The team wanted to learn if HEAL could predict how patients respond to treatment for chronic pain. Chronic pain is pain that lasts for months or years. The team used HEAL and PROMIS to look at why some groups of patients respond differently to treatment for chronic pain. Patients got either conventional treatment, such as physical therapy or medicine, or CAM, such as acupuncture, chiropractic treatment, or massage.

What were the results?

Using HEAL to predict how patients respond to treatment

  • The more positive a patient’s HEAL scores, the greater symptom improvement they reported after two and four months.
  • Some HEAL scores seemed to predict pain intensity after two and four months. In addition, some HEAL scores seemed to predict how much pain affected patients’ life activities. But then the research team looked at how intense patients’ pain was and how much pain affected patients’ activities at the start of the study. Once the team accounted for these factors, the ability of HEAL scores to predict pain intensity and its effect on activities was much less clear.

Understanding why patients respond differently to treatment

  • Patients with higher expectations for treatment had less pain and better health and function after two and four months compared with patients with lower expectations for treatment.
  • Compared with patients who chose CAM, those who chose conventional treatment had more pain and worse health and function after two and four months. But compared with those who chose CAM, patients who chose conventional treatment also had more pain and worse health at the start of the study.

Who was in the study?

The study included 209 patients with chronic pain. Patients’ pain must have lasted for at least three months. Of patients, 76 percent were white, 23 percent were non-white or multiracial, and 7 percent were Hispanic. The average patient age was 48, and 75 percent were women. Of the 209 patients, 109 received CAM and 100 received conventional treatment.

What did the research team do?

Patients filled out HEAL and PROMIS surveys within a month of starting treatment and again two and four months later. The research team looked to see if HEAL scores predicted patients’ symptom improvement and pain as reported on PROMIS surveys. In addition, the team looked at how patients’ expectations for treatment, measured by HEAL, and the type of treatment they chose affected their pain, health, and function after treatment, as measured by PROMIS.
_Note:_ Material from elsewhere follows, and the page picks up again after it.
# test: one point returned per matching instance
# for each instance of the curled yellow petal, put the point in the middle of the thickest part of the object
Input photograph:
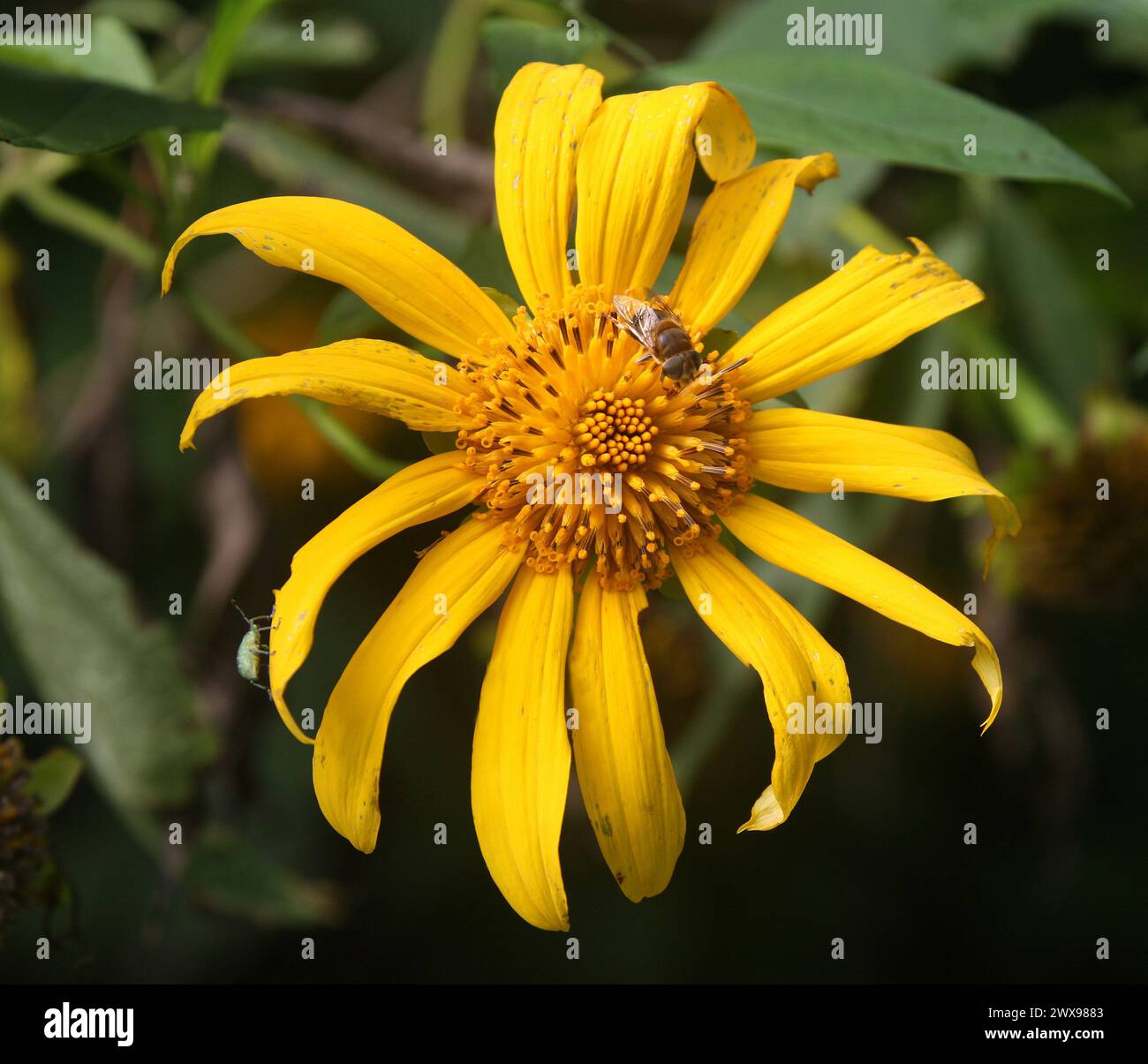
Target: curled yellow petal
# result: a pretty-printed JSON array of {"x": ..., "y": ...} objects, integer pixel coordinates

During the study, the team met with a group of patients, patient advocates, and clinicians. This group gave input on research questions, study design, and ways to share results.

What were the limits of the study?

The study included only people with chronic pain. Results may not apply to people with other health problems. The research team didn’t look at all possible reasons why patients responded differently to treatment.

Future research could see if using HEAL and PROMIS in doctors’ offices and hospitals helps patients talk about treatments with their doctors.

How can people use the results?

HEAL and PROMIS may help researchers understand what factors affect patients’ responses to chronic pain treatment.

Final Research Report

View this project's final research report.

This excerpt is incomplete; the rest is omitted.